Кто только не побывал в Сорренто, но никто эти опунции не заметил, а если и видел, то название не знал. Даже Горький скорее всего ничего в них не понимал. Он вообще кактусы терпеть не мог.
Зато любил сад: он большой, и в нём апельсины. Соломенные щиты защищают от солнца. Под щитами прячутся домашние, потягиваясь на складных парусиновых креслах.
Горький приветлив, куцая собачка Кузя реагирует на голос Горького: крутит хвостом, хотя приветствует он чету Леоновых. Знакомит со своими. А это: любимая женщина Мария Игнатьевна Будберг, Иван Николаевич Ракицкий — художник, друг Горького, живущий в его доме постоянно, сын — Максим Пешков с чадами и женой, Надеждой Алексеевной Пешковой, которую в семье ласково зовут «Тимоша», о чём Леонов немедленно узнаёт…
Горький в тот же день ненадолго увёл молодого писателя от родных и близких, «определив» супругу Леонида Максимовича к «домашним», чтобы не скучала.
Проходят в кабинет. На столе, заметил Леонов, множество журналов с разрезанными страницами, то есть прочитанных или как минимум пролистанных. Среди них — дом родной для Леонова — «Красная новь» и многие иные, о которых, живя в России, Леонов не слышал. И десятки, если не сотни писем.
— Хорошую литературу пишете, сударь! — говорит Горький Леонову.
Рассказывает что-то, чтобы раскрепостить, а может быть — очаровать Леонова. Горький это умеет. Сам себя обрывает и задаёт вопрос о Москве, о её людях, о стране.
— Замечательные дела делаются! — то ли спрашивает, то ли утверждает. Или спрашивает так, чтобы услышать желанный ответ. Сам при этом смотрит чуть искоса, заметит Леонов.
Рассказать можно разное. Прошлым летом Леонов с женой и его брат, Борис Максимович Леонов, ездили в Ярославскую область, в деревню Ескино, на родину матери. Леонид взял с собой фотоаппарат. Много снимал и по этой причине нехорошо поругался с мужиками на деревенской свадьбе.
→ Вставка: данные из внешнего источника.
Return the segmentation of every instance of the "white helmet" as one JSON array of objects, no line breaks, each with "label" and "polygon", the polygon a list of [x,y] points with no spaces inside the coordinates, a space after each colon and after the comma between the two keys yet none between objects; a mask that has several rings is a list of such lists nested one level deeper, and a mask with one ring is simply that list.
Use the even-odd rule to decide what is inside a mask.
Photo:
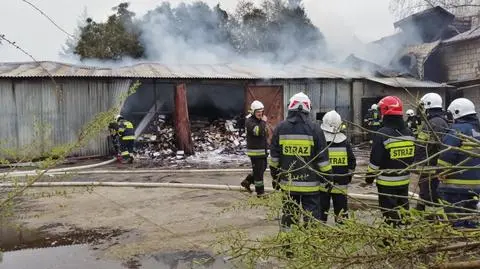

Запомнил это настолько, что спустя год напишет заметку: «Я вознамерился было снять одну презанятную, в повойнике, старуху, но, значит, чрезвычайным городским видом своим с аппаратом на штативе слишком нарушил старинное благолепие праздника. Все, хозяева и гости, обступили меня, недобро загалдели, и была острая минута, когда я опасался за целостность своего Тессара… — Вот сымешь нас, а потом в газетке пропечатаешь: как замечательно, дескать, живут мужички, — лучше нельзя! Видали в газетках. А ты и дырявые крыши наши сымай, чтобы все видели…»
(Потом Леонов спародирует самого себя в «Соти», изобразив там чуждого народу немца с фотоаппаратом.)
Сказать про дырявые крыши и злых мужиков? Горький всё поймёт по-своему.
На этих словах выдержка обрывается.